Book Review: The Great and Holy War

Book Review: The Great and Holy War

Great and Holy WarThe Great and Holy War: How World War I Became a Religious Crusade, by Philip Jenkins, copyright 2014. ISBN 978-0-06-210509-7, 438 pages, four stars.

Living in the secular west, most of the information that I encounter on the Great War is entirely secular in nature. Descriptions of battles, assessments of strategies, even the consequences of the war have been described without any mention of the role of religion. Could it be, however, that our secular outlook on life has falsely colored our view of the Great War? Could it be that this defining conflict of the 20th century was drenched in religious themes and motives? The Great and Holy War: How World War I Became a Religious Crusade, by Philip Jenkins, gives this side of the story.

Jenkin’s purpose is to give an overview of the religious side of the war. He reveals how religious fervor supported the war and encouraged believers to join the war effort.
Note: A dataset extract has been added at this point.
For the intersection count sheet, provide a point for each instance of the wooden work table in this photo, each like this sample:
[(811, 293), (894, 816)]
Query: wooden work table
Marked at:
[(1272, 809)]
He also describes religion at the time of the Great War, both on the home front and in the trenches. As Jenkins points out, Europe was far from a secular continent at the outbreak of the war. “Contrary to secular legend, religious and supernatural themes pervaded the rhetoric surrounding the war – on all sides – and these clearly had a popular appeal far beyond the statements of official church leaders. If the war represented the historic triumph of modernity, the rise of countries “ruled by scientific principles,” then that modernity included copious lashings of the religious, mystical, millenarian, and even magical” (page 4).

Eventually, Jenkins goes into a description of the effects of the war on religion, which he sums up when he says, “not only did the war not kill religion, it actually revived some faiths – even if the specific forms they took might alarm many Westerners” (page 367). Jenkins goes about this task by surveying a number of themes. He describes the crusader and religious rhetoric used by government and religious leaders, describes the war’s relationship with conventional views of the apocalypse and Armageddon, and delves into the effect of the war on European Christianity (which resulted in disenchantment with German liberal theology and the rise of such men as Karl Barth), Judaism (greater hopes for a Palestinian homeland even as views on racial superiority prepared the way for Nazism), Worldwide Christianity (the rise of African and Charismatic forms, and Catholic responses to the conflict), and Islam (the end of the caliphate, a redefinition of Islam, and the rise of radical forms of the faith).

I found The Great and Holy War to be an effective, interesting, and enlightening survey of religion during and after the Great War. As the book points out, the conflict had profound effects on the religious history of the world, even though most people would be hard pressed to identify those effects. Jenkins notes that the shock waves from a catastrophe on the scale of the Great War cannot be properly understand until decades, even generations later. This book, looking back one hundred years, seeks to identify those shock waves and their effect on our modern world.

Such a profound task requires a qualified scholar, and Forbes said, “Jenkins is one of America’s top religious scholars.” Fortunately, while many religious scholars are strongly biased, I was unable to determine the author’s religious perspective and did not note any preference for or against Christianity or secularization.  While it is impossible for anyone to write a one-book survey of such a broad topic and remain thorough, The Great and Holy War accomplishes its of goal of surveying the situation quite well, especially since it delves into not only the Western religious atmosphere, but also the Eastern and African settings.

Books like The Great and Holy War are valuable to modern readers because they reveal to us the underground structure of our modern society, showing the forces that welded and molded the 21st century into the form that it holds today. Anyone interested in understanding religion in the 21st century would benefit from this book, as well as those who are interested in understanding the effects of World War One. With such a broad survey of the war, this book provides powerful illustrations to pastors and Bible teachers about religion, modern war, and what happens when these two subjects are combined. In the end, The Great and Holy War is less about recounting religion in 1914, and more about revealing the effect of 1914 on religion in 2014.